First Trust & Savings Bank v. Randall

89 P.2d 741, 59 Idaho 705, 1939 Ida. LEXIS 101
CourtIdaho Supreme Court
DecidedFebruary 3, 1939
DocketNo. 6597.
StatusPublished
Cited by13 cases

This text of 89 P.2d 741 (First Trust & Savings Bank v. Randall) is published on Counsel Stack Legal Research, covering Idaho Supreme Court primary law. Counsel Stack provides free access to over 12 million legal documents including statutes, case law, regulations, and constitutions.

Bluebook
First Trust & Savings Bank v. Randall, 89 P.2d 741, 59 Idaho 705, 1939 Ida. LEXIS 101 (Idaho 1939).

Opinion

*707 BUDGE, J.

Respondent, First Trust & Savings Bank, instituted action against A. E. Randall, June 29, 1935, upon two promissory notes, both dated March 19, 1921, payable June 1, 1921, and October 1, 1921, respectively, said notes having been executed by the Montana Emporium Company, by Randall as manager, and bearing the personal indorsement and guarantee of appellant A. E. Randall.

Certain property was attached and appellant Estella W. Randall intervened in the action claiming title to the attached property.

A. E. Randall and the intervenor, Estella W. Randall, appeal from the judgment rendered by the court in favor of respondent and against both appellants.

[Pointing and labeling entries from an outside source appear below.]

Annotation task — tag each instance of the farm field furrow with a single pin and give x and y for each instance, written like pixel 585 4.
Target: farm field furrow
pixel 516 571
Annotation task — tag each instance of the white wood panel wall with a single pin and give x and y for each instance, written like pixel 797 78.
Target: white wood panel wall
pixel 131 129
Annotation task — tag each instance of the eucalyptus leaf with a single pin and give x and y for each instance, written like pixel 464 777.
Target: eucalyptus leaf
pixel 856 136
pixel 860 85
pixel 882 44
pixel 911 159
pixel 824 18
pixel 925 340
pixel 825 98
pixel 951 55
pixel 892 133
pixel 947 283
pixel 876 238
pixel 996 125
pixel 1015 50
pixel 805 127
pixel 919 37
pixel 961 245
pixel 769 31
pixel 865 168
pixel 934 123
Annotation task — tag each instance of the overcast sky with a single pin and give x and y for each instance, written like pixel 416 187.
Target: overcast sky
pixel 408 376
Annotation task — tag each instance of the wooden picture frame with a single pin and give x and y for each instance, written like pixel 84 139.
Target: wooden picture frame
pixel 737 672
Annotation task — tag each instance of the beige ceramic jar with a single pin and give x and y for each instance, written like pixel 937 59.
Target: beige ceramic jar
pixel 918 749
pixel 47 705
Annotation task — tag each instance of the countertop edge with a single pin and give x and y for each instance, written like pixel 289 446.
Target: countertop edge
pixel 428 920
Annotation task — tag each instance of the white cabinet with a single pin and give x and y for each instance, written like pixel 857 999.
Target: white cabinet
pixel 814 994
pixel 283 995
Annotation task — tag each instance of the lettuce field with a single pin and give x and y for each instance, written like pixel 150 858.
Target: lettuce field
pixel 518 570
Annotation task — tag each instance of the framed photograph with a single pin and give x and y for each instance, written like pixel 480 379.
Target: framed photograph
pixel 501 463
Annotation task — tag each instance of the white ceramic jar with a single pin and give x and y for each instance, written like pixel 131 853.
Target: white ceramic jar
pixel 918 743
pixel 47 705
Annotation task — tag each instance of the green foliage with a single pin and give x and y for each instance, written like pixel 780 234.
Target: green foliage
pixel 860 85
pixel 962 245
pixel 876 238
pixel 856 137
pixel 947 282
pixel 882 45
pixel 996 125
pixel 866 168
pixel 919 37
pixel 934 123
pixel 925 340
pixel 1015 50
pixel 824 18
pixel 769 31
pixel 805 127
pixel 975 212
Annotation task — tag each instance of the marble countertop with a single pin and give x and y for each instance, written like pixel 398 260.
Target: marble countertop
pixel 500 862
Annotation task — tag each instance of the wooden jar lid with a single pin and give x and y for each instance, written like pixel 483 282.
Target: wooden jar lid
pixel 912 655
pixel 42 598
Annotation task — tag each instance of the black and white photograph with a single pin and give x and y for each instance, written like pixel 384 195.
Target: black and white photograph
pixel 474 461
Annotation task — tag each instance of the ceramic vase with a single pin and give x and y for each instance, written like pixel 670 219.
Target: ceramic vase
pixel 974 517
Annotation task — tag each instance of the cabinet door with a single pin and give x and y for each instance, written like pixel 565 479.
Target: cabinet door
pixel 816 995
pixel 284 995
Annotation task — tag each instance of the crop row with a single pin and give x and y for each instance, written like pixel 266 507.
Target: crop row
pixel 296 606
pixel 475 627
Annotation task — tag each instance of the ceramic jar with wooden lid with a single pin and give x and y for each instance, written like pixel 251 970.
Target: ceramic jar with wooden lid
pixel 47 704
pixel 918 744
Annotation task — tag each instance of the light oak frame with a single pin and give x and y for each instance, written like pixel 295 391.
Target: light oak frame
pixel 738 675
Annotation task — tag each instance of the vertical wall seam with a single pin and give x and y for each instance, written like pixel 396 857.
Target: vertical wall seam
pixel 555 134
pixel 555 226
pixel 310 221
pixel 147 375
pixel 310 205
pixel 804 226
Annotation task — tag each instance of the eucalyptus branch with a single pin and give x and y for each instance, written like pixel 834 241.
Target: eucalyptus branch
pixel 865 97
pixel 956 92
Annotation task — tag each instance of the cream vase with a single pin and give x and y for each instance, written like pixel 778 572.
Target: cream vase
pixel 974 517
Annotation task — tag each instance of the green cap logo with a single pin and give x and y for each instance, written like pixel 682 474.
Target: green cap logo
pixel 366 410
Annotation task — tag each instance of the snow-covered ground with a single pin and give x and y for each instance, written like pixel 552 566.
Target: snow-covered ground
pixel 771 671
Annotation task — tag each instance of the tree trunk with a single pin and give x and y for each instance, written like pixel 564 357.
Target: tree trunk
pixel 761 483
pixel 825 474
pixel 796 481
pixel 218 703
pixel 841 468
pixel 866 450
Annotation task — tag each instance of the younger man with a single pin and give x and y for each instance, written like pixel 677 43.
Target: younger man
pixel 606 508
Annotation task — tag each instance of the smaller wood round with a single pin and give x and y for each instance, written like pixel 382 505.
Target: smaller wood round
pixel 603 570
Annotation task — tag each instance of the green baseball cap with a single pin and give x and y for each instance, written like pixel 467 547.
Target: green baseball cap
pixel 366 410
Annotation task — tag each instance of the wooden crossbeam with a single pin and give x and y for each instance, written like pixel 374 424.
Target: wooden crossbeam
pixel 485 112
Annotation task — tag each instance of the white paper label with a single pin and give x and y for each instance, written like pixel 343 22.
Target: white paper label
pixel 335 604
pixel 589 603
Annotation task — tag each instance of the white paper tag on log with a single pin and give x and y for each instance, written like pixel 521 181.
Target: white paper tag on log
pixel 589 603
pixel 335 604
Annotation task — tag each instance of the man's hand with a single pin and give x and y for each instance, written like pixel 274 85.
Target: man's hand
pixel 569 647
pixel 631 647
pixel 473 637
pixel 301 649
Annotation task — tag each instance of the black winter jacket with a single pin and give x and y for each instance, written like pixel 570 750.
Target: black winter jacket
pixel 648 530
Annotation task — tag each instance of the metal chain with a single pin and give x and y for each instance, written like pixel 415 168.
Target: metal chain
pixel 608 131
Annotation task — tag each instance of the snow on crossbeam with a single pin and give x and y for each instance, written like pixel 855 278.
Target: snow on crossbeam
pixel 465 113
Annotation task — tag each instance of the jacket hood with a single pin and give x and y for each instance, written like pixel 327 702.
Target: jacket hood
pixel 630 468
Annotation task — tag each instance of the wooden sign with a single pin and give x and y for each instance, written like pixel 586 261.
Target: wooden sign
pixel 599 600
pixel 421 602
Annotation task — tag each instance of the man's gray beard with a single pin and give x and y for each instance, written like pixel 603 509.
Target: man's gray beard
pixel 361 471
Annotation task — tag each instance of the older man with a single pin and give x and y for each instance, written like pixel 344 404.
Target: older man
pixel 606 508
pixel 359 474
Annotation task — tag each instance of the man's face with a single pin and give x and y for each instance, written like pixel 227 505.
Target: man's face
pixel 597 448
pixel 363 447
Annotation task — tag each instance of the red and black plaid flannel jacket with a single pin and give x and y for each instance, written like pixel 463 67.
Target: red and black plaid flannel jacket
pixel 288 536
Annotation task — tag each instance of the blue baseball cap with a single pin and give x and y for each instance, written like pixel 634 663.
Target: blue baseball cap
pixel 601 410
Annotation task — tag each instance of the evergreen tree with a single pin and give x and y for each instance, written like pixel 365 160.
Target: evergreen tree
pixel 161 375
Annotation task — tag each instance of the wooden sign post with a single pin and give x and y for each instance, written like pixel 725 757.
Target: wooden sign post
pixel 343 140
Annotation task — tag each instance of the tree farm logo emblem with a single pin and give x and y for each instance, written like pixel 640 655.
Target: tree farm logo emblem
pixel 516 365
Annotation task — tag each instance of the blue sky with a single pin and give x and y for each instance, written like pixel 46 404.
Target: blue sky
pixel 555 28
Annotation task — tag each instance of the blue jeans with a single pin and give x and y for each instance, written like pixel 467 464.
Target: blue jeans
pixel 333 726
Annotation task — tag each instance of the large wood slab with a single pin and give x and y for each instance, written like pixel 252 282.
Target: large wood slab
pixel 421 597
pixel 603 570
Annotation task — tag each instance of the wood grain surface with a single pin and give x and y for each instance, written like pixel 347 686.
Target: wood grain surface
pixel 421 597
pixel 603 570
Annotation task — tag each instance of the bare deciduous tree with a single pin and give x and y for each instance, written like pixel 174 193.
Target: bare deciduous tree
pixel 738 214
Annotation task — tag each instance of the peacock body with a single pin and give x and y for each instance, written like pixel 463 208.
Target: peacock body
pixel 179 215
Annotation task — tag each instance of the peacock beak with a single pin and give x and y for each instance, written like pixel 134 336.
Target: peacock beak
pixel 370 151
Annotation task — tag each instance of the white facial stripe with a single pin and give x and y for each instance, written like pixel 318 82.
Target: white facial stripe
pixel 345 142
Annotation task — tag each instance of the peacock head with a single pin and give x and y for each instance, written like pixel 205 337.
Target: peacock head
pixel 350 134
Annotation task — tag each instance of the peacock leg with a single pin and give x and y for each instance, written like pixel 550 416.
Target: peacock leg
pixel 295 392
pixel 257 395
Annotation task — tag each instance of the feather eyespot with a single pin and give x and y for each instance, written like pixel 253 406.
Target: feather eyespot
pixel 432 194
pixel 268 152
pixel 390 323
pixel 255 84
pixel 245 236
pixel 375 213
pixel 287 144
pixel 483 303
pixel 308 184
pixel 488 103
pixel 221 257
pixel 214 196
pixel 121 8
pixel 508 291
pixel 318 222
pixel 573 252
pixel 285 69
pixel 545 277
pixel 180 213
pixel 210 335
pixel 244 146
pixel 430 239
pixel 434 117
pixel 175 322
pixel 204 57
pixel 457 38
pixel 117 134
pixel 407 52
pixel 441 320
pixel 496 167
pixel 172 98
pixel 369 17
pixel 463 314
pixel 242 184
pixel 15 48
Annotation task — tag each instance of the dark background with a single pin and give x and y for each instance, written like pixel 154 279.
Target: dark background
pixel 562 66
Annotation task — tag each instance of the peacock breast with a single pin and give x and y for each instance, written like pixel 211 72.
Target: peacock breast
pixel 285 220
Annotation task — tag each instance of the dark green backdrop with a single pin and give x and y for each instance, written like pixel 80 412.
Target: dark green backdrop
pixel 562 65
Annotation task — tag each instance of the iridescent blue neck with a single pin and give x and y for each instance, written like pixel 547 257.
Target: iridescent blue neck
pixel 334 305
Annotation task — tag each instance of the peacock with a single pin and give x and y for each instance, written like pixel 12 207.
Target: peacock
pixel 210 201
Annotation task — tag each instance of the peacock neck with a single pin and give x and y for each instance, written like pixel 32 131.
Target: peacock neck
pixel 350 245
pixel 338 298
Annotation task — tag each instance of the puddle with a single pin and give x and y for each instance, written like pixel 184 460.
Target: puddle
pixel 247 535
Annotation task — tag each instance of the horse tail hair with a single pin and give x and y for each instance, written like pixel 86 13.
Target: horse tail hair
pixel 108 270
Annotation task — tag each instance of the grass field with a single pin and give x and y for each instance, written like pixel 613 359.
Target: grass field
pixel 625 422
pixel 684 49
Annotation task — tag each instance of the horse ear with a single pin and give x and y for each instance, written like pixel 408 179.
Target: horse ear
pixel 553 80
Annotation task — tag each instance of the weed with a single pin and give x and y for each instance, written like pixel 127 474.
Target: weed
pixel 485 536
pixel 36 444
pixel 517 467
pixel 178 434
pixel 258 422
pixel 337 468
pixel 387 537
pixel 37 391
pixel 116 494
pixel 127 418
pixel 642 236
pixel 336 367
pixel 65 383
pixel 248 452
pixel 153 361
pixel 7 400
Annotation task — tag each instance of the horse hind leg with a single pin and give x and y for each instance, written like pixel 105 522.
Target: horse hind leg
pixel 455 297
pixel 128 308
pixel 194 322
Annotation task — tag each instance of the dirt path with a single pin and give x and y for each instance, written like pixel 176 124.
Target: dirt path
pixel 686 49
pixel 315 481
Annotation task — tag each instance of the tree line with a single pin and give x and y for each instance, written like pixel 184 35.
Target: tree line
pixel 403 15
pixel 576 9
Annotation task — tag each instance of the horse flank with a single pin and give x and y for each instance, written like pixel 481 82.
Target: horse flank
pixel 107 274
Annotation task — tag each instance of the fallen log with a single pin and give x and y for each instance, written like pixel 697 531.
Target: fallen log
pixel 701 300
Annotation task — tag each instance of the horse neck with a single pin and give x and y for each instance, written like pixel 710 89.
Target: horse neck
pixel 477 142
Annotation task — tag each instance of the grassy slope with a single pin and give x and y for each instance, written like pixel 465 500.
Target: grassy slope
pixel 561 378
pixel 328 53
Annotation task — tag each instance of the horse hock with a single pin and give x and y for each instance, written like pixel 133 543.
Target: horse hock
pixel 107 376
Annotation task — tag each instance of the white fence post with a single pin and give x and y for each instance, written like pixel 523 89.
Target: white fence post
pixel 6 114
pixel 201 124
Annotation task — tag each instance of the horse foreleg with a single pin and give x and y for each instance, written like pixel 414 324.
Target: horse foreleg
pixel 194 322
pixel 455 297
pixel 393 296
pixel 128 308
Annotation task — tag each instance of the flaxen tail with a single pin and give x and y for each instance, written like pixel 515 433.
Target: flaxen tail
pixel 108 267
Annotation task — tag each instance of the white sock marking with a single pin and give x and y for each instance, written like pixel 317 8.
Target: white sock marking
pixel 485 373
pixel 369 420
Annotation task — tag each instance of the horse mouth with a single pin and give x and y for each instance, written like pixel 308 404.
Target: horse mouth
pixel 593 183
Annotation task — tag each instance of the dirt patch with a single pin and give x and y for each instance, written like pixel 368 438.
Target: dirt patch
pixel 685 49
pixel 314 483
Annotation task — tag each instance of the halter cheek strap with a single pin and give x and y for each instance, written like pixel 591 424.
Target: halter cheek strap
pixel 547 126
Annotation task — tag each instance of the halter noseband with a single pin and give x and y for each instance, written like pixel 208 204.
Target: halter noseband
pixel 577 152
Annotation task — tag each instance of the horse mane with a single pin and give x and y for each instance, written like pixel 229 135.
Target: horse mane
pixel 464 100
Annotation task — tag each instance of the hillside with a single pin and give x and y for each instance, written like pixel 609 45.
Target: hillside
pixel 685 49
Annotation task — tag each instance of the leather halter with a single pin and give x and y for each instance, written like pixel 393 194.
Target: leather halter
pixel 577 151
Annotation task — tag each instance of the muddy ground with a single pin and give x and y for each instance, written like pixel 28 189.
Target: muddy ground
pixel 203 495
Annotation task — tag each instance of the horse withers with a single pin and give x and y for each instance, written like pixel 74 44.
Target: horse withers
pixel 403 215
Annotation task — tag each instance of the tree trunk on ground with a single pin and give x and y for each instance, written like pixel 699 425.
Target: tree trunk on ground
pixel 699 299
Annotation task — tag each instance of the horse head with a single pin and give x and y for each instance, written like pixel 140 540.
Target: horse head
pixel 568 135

It appears that suit was not instituted upon the notes until after the lapse of approximately fourteen years from the date the notes became due and payable, the complaint alleging, however, that since March 19, 1921, A. E. Randall had been absent from and a nonresident of the state, save on a few scattered occasions, which did not aggregate a total duration of more than 90 days. The answer of A. E. Randall denied the foregoing allegations and as separate defenses alleged that the causes of action were barred by the provisions of sections 5-216 and 5-239, I. C. A.; that no delivery was ever made of the notes to respondent by either the Montana Emporium Company or A. E. Randall, — the facts being specifically set forth; that no consideration was received for the notes; and that the notes were paid by the Montana Emporium Company.

At the close of respondent’s case appellant A. E. Randall moved the court for a judgment of nonsuit, which was granted March 20, 1936. On April 17, 1936, respondent moved to reopen the case for the purpose of introducing additional testimony, basing such motion upon the affidavit of A. L. Morgan, to the effect that contrary to the expectation of counsel for respondent appellant A. E. Randall, when called for cross-examination under the statute, testified to various and sundry visits and stays in the state of Idaho totaling approximately 70 months, and that affiant is informed and believes that such testimony was wilfully and deliberately false, *708 and that respondent would be able to produce abundant, convincing and satisfactory proof that A. E. Randall was not in Idaho for a greater combined period than two months. The court ordered the cause reopened and thereafter additional evidence was introduced by respondent and appellants, at the close of which, findings of fact, conclusions of law and judgment were made and entered in favor of respondent.

Among other matters appellants assign as error those findings of fact, conclusions of law and the judgment based thereon, to the effect that the promissory notes were delivered to respondent, and in making finding number X, reciting:

“That said instruments were not placed by the defendant in his personal safety deposit box in the First National Bank of Galata, Montana, and were not by some person or persons unknown to defendant stolen and removed from said safety' deposit box, and that the defendant, A. E. RandalTs testimony with reference thereto is false. That the said A. E. Randall executed and guaranteed the notes as above set out and delivered the same to the First Trust & Savings Bank of Moscow, Idaho, in'due course of business.”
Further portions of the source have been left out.